Biografi singkat Abdul Haris Semendawai
Abdul Haris Semendawai lahir di Ulak Baru, OKU Timur, Sumatera Selatan, 28 September 1964. Semendawai menyelesaikan studi S1 di Fakultas Hukum Universitas Islam Indonesia (UII) Yogyakarta (1991) dan Master Hukum di Northwestern University School of Law (2004) di Chicago Amerika Serikat. Setelah menyelesaikan studinya di UII, Semendawai kemudian bergabung dengan Lembaga Kajian Hak-Hak Masyarakat (Lekhat) Yogyakarta (1991 – 1993) dan menjadi pengacara praktek di salah satu law office sejak (1994–1998) di Yogyakarta.
Sejak 1998 hijrah ke Jakarta dan bergabung dengan ELSAM (Lembaga Studi dan Advokasi Masyarakat) sebagai pengacara dan terakhir menjabat sebagai Wakil Direktur ELSAM di bidang Program. Selain itu, juga menjadi Koordinator Divisi Capacity Building TAPAL Jakarta (2000 – 2003) dan Koordinator Observatory Body of Sawit Watch Bogor (2004 – 2008).

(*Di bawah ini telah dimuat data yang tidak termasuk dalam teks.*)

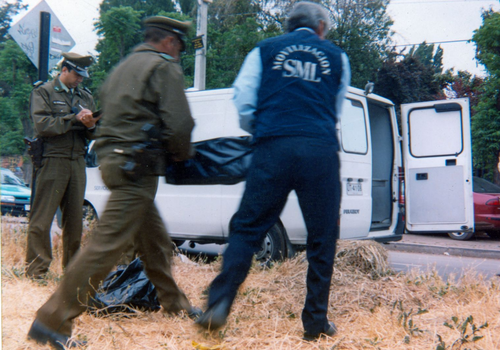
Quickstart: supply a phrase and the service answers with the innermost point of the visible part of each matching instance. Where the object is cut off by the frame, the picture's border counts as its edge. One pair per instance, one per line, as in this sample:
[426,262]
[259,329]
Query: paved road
[445,265]
[424,252]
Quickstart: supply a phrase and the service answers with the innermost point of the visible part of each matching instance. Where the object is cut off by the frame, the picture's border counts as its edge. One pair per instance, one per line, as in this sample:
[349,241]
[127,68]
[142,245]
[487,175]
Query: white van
[371,175]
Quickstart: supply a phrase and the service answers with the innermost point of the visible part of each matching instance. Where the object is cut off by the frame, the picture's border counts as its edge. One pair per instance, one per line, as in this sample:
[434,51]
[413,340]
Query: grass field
[372,306]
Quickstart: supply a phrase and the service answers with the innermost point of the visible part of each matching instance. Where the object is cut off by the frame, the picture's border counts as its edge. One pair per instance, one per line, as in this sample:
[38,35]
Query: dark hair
[155,35]
[307,14]
[65,64]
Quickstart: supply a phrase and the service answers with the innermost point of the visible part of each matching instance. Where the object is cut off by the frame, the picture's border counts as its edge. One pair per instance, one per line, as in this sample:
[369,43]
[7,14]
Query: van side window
[435,132]
[353,127]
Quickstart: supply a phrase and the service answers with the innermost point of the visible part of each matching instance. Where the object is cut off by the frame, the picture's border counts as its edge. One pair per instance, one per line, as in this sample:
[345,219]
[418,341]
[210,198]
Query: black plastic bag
[124,290]
[221,161]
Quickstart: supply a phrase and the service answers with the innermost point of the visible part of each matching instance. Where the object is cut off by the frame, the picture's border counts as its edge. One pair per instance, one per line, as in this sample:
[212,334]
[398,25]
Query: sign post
[28,34]
[200,45]
[43,53]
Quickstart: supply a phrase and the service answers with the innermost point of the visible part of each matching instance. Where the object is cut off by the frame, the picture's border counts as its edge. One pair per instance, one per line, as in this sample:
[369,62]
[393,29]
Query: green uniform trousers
[59,182]
[130,215]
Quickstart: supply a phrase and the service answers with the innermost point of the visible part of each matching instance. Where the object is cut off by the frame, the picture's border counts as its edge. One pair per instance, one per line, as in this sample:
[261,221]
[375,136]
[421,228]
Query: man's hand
[86,118]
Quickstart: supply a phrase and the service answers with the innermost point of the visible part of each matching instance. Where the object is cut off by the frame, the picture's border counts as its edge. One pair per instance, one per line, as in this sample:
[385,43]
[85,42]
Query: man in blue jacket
[288,93]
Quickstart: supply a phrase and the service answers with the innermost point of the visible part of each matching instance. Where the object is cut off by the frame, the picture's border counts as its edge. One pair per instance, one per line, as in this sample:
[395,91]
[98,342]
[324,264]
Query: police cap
[169,24]
[78,63]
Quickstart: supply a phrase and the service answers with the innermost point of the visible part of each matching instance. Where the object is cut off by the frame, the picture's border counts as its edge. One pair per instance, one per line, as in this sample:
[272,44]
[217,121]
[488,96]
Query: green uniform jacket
[146,88]
[56,124]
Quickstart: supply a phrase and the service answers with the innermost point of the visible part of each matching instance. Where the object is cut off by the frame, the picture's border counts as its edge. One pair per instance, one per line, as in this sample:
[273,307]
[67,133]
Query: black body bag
[125,290]
[221,161]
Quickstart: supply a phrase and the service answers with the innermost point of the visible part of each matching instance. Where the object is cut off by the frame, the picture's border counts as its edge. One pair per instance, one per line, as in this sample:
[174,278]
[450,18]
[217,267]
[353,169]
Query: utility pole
[200,65]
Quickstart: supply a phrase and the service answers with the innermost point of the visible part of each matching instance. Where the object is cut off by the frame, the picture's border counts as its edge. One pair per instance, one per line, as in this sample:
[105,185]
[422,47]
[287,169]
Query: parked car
[486,210]
[16,196]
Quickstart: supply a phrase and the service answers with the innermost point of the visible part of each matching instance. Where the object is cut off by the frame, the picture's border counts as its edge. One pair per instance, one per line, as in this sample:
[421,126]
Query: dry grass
[373,307]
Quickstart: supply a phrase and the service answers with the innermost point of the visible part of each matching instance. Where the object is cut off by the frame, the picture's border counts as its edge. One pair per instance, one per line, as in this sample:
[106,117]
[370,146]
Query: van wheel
[461,236]
[89,216]
[494,234]
[273,246]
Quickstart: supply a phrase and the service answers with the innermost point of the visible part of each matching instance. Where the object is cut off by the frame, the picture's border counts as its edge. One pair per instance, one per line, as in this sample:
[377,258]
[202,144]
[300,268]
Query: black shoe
[215,316]
[41,334]
[331,331]
[194,313]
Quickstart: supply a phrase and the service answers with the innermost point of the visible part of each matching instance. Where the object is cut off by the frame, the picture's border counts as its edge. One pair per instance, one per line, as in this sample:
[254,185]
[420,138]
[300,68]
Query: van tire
[461,236]
[274,246]
[494,234]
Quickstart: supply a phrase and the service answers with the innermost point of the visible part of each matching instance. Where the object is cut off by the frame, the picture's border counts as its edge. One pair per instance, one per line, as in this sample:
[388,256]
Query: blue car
[16,195]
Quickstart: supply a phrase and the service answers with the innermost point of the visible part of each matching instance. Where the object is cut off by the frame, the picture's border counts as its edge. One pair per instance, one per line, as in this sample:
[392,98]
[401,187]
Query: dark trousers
[59,182]
[280,165]
[130,216]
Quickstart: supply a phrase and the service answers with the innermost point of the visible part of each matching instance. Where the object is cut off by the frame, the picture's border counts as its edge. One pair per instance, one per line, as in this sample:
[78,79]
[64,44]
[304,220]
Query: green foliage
[119,29]
[485,129]
[362,29]
[16,79]
[487,42]
[486,121]
[425,54]
[405,319]
[148,8]
[466,336]
[406,81]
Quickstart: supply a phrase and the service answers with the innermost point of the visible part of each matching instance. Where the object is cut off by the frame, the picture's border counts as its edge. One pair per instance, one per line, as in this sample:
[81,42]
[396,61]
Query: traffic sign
[26,32]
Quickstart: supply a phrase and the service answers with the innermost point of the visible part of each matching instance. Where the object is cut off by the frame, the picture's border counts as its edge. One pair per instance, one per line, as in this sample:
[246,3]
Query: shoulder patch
[167,57]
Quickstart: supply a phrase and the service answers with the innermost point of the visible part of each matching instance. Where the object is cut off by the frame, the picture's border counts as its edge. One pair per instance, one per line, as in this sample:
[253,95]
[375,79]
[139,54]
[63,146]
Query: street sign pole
[201,53]
[43,52]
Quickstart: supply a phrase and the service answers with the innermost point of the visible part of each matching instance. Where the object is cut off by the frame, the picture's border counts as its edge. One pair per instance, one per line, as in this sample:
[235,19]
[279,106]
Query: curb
[464,252]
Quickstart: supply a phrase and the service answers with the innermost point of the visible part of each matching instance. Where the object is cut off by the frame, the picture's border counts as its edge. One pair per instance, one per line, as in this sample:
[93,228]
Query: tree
[486,121]
[362,29]
[16,79]
[408,79]
[234,28]
[147,8]
[119,30]
[427,56]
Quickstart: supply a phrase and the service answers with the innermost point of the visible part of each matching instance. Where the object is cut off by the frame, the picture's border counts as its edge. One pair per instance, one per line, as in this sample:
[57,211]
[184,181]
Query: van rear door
[438,166]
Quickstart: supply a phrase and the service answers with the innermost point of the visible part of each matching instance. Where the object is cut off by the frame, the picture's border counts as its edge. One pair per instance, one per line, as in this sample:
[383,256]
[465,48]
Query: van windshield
[8,178]
[484,186]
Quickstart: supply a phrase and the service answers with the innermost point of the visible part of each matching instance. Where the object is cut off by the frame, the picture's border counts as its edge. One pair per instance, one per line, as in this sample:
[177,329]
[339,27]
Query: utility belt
[35,151]
[148,158]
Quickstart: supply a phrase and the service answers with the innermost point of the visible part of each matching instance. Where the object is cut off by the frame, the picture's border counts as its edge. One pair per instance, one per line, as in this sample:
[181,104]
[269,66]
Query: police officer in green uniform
[62,117]
[145,89]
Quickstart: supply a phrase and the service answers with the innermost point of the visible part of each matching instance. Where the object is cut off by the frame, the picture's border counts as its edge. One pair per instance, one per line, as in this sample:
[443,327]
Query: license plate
[354,189]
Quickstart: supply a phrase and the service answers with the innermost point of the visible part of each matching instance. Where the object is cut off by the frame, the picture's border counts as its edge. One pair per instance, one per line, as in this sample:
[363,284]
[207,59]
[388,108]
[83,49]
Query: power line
[437,42]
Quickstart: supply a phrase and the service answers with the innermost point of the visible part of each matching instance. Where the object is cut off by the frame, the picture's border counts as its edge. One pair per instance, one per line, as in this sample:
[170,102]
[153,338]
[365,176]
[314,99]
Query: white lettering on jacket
[302,69]
[299,69]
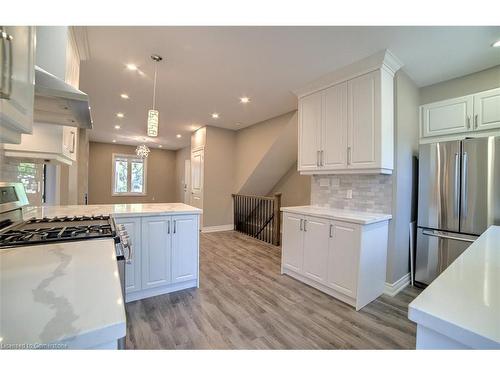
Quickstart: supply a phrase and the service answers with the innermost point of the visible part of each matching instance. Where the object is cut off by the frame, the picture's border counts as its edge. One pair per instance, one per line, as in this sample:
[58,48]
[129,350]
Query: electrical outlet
[324,182]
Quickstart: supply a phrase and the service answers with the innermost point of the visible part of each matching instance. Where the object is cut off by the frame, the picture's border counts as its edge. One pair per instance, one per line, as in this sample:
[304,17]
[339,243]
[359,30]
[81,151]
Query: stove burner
[60,229]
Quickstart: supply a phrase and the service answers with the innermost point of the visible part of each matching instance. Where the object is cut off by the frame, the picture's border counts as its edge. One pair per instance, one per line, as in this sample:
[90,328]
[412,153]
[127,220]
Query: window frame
[129,158]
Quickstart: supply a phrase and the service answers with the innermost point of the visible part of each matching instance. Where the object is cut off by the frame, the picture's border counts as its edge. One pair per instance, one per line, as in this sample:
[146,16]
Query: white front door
[187,181]
[197,178]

Dalam kurun 2006–2008, Semendawai ditunjuk sebagai Ketua Komite Nasional untuk advokasi perubahan KUHP, serta terlibat dalam penyusunan sejumlah tim rancangan Undang-Undang yang dibentuk oleh Direktorat Jenderal Peraturan Perundang-undangan Kementerian Hukum dan HAM RI.

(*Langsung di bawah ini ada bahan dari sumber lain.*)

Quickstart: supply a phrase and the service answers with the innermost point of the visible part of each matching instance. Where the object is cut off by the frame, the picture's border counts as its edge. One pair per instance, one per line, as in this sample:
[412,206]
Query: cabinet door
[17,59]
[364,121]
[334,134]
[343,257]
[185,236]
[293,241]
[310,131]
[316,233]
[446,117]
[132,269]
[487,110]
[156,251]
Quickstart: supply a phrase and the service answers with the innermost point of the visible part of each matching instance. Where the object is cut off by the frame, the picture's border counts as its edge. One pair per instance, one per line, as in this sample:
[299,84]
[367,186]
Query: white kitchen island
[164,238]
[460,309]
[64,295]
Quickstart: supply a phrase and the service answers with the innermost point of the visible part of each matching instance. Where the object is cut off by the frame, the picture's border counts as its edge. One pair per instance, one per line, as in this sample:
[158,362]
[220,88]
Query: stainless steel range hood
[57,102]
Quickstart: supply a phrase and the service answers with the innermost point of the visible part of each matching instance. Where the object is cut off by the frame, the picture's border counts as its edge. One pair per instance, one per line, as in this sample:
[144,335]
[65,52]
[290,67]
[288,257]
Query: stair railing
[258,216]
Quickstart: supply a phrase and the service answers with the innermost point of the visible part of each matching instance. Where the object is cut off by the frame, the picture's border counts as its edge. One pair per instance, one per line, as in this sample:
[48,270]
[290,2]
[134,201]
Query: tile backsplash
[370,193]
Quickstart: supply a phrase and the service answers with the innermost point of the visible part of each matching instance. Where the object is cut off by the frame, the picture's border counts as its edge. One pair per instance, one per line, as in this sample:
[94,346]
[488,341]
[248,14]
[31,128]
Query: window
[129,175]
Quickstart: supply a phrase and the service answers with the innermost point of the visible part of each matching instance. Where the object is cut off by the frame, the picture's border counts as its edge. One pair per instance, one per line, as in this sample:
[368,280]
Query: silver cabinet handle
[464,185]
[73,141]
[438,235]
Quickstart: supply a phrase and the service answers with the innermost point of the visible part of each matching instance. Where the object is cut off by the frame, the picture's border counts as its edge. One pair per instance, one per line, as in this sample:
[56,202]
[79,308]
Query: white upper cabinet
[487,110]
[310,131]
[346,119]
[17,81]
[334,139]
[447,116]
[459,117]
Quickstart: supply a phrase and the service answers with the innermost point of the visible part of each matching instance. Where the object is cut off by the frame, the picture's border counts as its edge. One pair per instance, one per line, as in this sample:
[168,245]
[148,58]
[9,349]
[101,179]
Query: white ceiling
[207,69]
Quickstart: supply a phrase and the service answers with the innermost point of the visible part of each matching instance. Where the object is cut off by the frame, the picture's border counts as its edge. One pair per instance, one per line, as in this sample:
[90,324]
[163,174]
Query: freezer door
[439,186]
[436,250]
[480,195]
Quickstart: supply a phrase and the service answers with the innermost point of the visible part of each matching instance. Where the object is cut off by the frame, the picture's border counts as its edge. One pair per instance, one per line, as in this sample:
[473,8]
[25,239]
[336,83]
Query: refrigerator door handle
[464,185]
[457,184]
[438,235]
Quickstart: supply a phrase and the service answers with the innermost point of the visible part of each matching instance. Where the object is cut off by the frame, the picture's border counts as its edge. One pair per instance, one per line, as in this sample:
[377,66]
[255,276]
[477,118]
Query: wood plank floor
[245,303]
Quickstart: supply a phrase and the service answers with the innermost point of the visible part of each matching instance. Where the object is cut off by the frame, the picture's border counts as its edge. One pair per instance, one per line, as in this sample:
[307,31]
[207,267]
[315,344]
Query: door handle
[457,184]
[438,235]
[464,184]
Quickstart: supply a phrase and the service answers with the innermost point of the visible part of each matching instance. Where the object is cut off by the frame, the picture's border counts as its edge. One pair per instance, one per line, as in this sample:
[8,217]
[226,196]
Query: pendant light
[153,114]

Pada tahun 2008 terpilih sebagai Anggota Lembaga Perlindungan Saksi dan Korban (LPSK) untuk periode 2008 – 2013 dan dipercaya sebagai Ketua LPSK periode pertama. Sejak 2010 hingga sekarang sebagai salah satu Anggota Dewan Pembina Ikatan Alumni UII (IKA UII). Menjadi Majelis Pakar Majelis Nasional KAHMI masa bakti 2012–2017. Pada 2013 kembali terpilih sebagai Anggota LPSK periode kedua (2013–2018) dan terpilih kembali menjadi Ketua LPSK.